There is nothing like a European spatial planning system or a designated actor responsible for European spatial planning.
In many cases spatial planning – although there is no generally agreed definition – challenges the understanding of planning focusing merely on land-use planning and on blueprints. Indeed, spatial planning connotes strategy building and is closely intertwined with amongst others regional and environmental policies. Even the term European spatial planning is ambiguous and probably best to be understood as territorial policy-making at European level.
Looking at the sphere of actors in this field four major groups with three different geographical settings can be distinguished.
Focusing at Europe in terms of the European Union the two main actors are the European Commission, mostly represented by the Directorate General for Regional Policies (DG Regio), and the intergovernmental co-operation where the Member States come together to shape policies. Both actors have been active in territorial policy-making at European level for a long time.
Enlarging the geographical scope, CEMAT, the European Conference of Ministers responsible for Regional Planning, is an obvious actor at the pan-European level. As the CEMAT is part of the Council of Europe framework it covers not only the 27 EU Member States but in total 47 countries. The CEMAT can also be considered as a form of intergovernmental co-operation.
In addition to these there are various trans-national spatial planning or territorial policy making processes which often (but not always) are carried out under the framework of INTERREG, e.g. such as the Visions and Strategies around the Baltic Sea (VASAB) in the Baltic Sea Region.
Today all of these actor groups plus various other actors are in one way or the other active in shaping territorial policies for Europe.
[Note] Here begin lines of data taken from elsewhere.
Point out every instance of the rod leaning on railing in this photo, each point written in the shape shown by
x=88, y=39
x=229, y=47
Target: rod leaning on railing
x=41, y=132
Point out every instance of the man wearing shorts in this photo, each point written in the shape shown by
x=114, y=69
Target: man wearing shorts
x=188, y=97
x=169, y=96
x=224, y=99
Each of them has a different understanding on what territorial policies or spatial planning at European level is. Furthermore, each of them has different intentions and means.
Generally, the actors at European level are weak when it comes to means and instruments to exercise territorial policies. The competence and means for real action lie with the Member States, regions and local actors. Therefore, most “European actors” can only take influence via non-binding guidelines, convincing arguments and discourses. The European Commission has furthermore the possibility to influence via funding schemes, such as the Structural Funds and in particular INTERREG or via regulations. However, there is no regulatory power in the field of spatial planning or territorial policies at European level. Thus the regulatory influence comes via other policy sectors which – mostly unintentionally – influence territorial development and spatial planning.